Conditional on File Changes

on:
  push:
    paths:
      - 'src/**'
      - '!src/**/*.md'

Run on Tag Push

on:
  push:
    tags:
      - 'v*'

Workflow Commands Quick Reference

# Step outputs (use in later steps via steps.<id>.outputs.<name>)
echo "name=value" >> "$GITHUB_OUTPUT"

# Set environment variable for subsequent steps
echo "VAR_NAME=value" >> "$GITHUB_ENV"

# Job summary (supports markdown)
echo "### Build Results :rocket:" >> "$GITHUB_STEP_SUMMARY"
echo "| Test | Status |" >> "$GITHUB_STEP_SUMMARY"
echo "| --- | --- |" >> "$GITHUB_STEP_SUMMARY"
echo "| Unit | Passed |" >> "$GITHUB_STEP_SUMMARY"

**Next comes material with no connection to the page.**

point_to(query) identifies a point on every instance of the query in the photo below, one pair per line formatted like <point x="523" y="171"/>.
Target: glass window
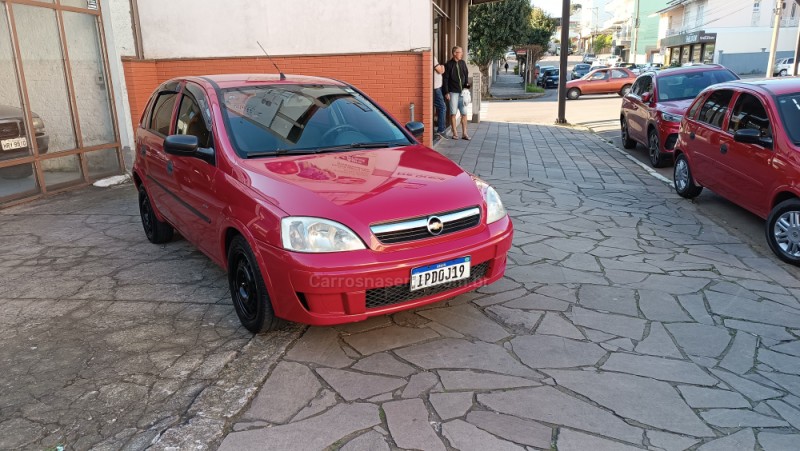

# Add to PATH for subsequent steps
echo "/path/to/tool" >> "$GITHUB_PATH"

# Log annotations
echo "::error file=app.js,line=10::Something failed"
echo "::warning::Deprecation notice"
echo "::notice::FYI message"

# Mask a value from logs
echo "::add-mask::$SECRET_VALUE"

See references/WORKFLOW-COMMANDS.md for full details including ::group::, ::debug::, multiline values, and GITHUB_STATE.

Key Limits

Limit	Value
Workflow run time	35 days
Job execution time	6 hours (self-hosted: unlimited)
Matrix combinations	256 per workflow
Concurrent jobs (Free)	20 (macOS: 5)
Concurrent jobs (Team/Enterprise)	60 (macOS: 5)
Workflow file size	512 KB
Caches total per repo	10 GB
Artifact retention	90 days (configurable)
Log retention	400 days (configurable to 90)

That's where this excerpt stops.